Modules can be used in other modules through default arguments:

```python
@parametrized
def encode(input, 
           net=Sequential(Dense(512), relu),
           mean_net=Dense(10),
           variance_net=Sequential(Dense(10), softplus)):
    input = net(input)
    return mean_net(input), variance_net(input)
```

Use many modules at once with collections:
```python
def Sequential(*layers):
    @parametrized
    def sequential(inputs, layers=layers):
        for module in layers:
            inputs = module(inputs)
        return inputs

    return sequential
```

Nested `tuples`/`list`/`dicts` of modules work. The same is true for `Param`s.

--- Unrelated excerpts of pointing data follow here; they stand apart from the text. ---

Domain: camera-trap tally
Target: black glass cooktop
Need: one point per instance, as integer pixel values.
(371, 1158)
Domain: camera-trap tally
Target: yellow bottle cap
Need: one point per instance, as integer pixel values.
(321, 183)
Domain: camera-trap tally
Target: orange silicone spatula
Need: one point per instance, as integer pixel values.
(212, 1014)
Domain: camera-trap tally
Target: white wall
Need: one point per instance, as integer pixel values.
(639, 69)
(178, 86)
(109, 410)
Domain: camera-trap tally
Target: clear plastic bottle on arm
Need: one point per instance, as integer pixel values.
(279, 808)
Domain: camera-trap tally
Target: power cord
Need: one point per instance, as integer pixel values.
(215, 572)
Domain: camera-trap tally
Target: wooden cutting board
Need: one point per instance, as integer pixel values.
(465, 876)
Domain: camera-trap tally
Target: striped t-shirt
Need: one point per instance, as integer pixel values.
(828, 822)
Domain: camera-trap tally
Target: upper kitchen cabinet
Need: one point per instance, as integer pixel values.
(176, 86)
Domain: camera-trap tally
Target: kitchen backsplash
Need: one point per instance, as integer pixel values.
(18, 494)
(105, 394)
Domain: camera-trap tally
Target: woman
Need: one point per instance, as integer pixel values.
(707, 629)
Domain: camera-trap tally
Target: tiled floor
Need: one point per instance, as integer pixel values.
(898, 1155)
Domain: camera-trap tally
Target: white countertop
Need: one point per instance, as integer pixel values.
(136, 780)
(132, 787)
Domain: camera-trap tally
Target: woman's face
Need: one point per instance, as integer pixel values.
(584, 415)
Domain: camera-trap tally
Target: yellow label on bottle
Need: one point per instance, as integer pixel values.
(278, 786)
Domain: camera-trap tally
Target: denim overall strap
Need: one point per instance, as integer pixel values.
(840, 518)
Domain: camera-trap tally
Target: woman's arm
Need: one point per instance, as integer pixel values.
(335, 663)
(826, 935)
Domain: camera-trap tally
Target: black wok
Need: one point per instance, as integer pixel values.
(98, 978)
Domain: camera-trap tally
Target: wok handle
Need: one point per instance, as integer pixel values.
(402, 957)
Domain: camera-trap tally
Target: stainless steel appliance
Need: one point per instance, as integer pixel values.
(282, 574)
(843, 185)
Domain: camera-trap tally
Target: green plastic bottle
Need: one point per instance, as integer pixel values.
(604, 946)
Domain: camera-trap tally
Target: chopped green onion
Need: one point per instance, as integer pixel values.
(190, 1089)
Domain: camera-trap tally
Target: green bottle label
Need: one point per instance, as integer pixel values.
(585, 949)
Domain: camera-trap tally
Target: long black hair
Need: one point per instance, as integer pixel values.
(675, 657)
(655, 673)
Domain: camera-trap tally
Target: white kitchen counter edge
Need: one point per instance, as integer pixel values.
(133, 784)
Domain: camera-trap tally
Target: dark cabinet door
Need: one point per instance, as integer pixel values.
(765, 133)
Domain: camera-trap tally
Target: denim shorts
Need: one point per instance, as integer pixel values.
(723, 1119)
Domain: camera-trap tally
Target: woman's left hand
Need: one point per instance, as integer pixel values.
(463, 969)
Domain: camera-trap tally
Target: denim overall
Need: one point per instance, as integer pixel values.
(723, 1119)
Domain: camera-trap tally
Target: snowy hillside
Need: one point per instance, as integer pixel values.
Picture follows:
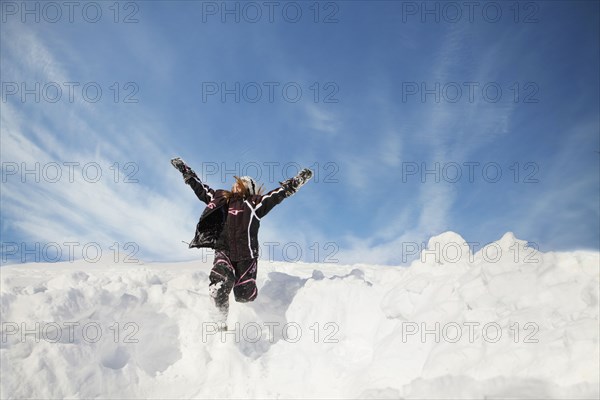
(504, 322)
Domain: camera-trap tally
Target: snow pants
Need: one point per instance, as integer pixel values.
(227, 275)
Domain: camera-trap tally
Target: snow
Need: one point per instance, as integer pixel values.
(507, 321)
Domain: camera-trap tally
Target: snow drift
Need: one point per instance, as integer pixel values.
(503, 322)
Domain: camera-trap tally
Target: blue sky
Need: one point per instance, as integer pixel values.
(387, 75)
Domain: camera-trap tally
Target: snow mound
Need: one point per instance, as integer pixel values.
(502, 321)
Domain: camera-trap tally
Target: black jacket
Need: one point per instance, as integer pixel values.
(232, 225)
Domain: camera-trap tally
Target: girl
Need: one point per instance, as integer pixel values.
(229, 225)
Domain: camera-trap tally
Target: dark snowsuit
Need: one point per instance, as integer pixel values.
(231, 228)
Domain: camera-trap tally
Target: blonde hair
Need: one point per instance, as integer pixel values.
(242, 191)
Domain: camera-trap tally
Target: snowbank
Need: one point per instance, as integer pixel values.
(506, 321)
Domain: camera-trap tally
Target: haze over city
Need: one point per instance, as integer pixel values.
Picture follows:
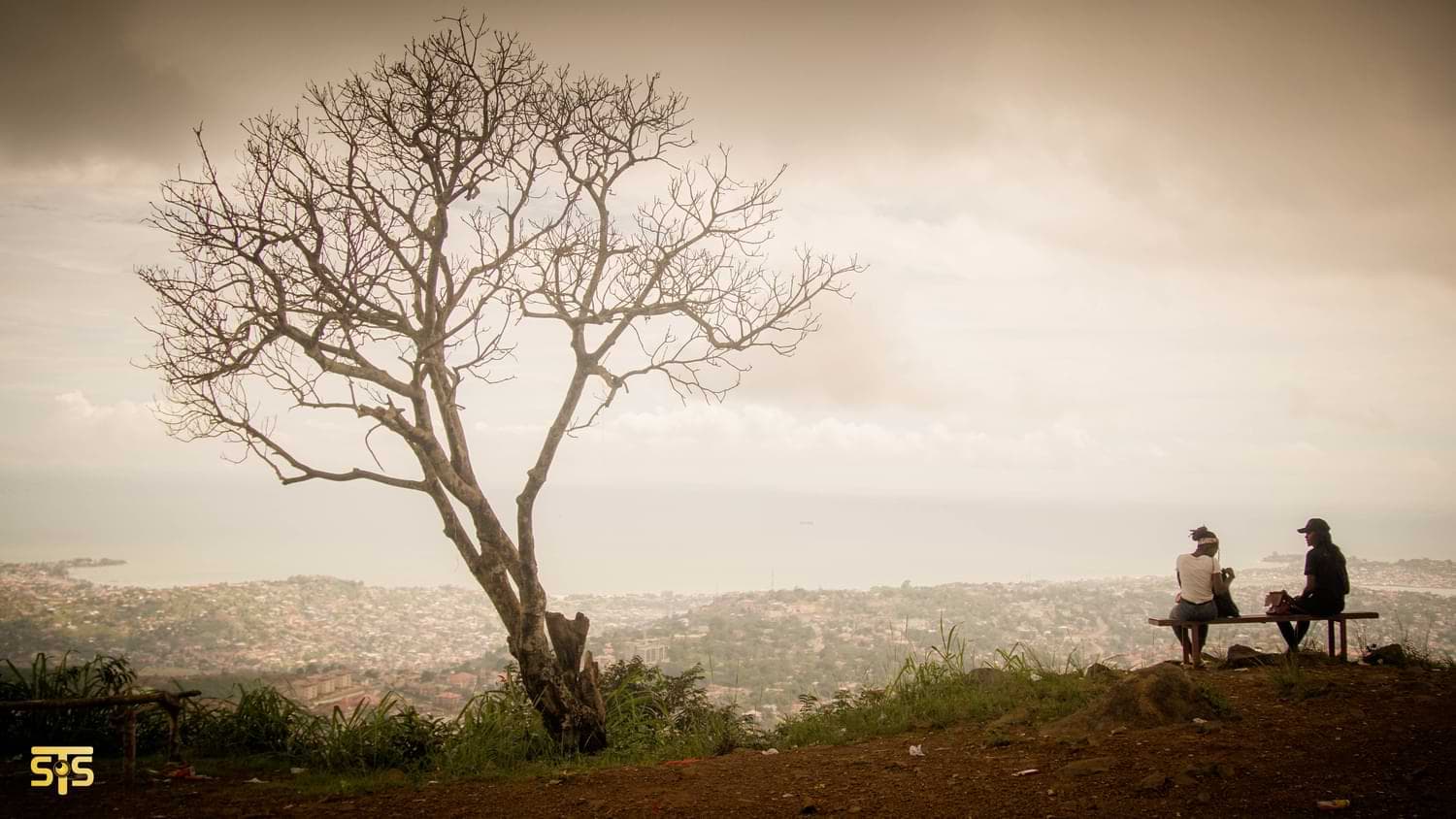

Using parameter-free functions is seamless:
```python
def relu(x):
    return np.maximum(x, 0)

layer = Sequential(Dense(10), relu)
```

## Parameter sharing

Parameters can be shared by using module or parameter objects multiple times (**not yet implemented**):

```python
shared_net=Sequential(layer, layer)
```

This is equivalent to (already implemented):

```python
@parametrized
def shared_net(input, layer=layer):
    return layer(layer(input))
```

## Parameter reuse

If you want to evaluate parts or extended versions of a trained network
(i. e. to get accuracy, generate samples, or do introspection), you can use `apply_from`:

```python
predict = Sequential(Dense(1024), relu, Dense(10), logsoftmax)

@parametrized
def loss(inputs, targets, predict=predict):
    return -np.mean(predict(inputs) * targets)

@parametrized
def accuracy(inputs, targets, predict=predict):
    return np.mean(np.argmax(targets, axis=1) == np.argmax(predict(inputs), axis=1))

params = loss.init_params(PRNGKey(0), inputs)

# train params...

test_acc = accuracy.apply_from({loss: params}, *test_inputs, jit=True)
```

It is a shorthand for:

```python
accuracy_params = accuracy.params_from({loss: params})
test_acc = jit(accuracy)(accuracy_params, *test_inputs)
```

You can also reuse parts of your network while initializing the rest:

```python
inputs = np.zeros((1, 2))
net = Dense(5)
net_params = net.init_params(PRNGKey(0), inputs)

# train net_params...

transfer_net = Sequential(net, relu, Dense(2))
transfer_net_params = transfer_net.init_params(PRNGKey(1), inputs, reuse={net: net_params})

assert transfer_net_params.layers[0] is net_params

# train transfer_net_params...
```

If you don't have a reference like `net`, `reuse={transfer_net.layers[0]: net_params}` also works.

## What about [stax](https://github.com/google/jax/blob/master/jax/experimental/stax.py)?
JAXnet is independent of stax.
The main motivation over stax is to simplify nesting modules.
Find details and porting instructions [here](STAX.md).

Alternative design ideas are discussed [here](DESIGN.md).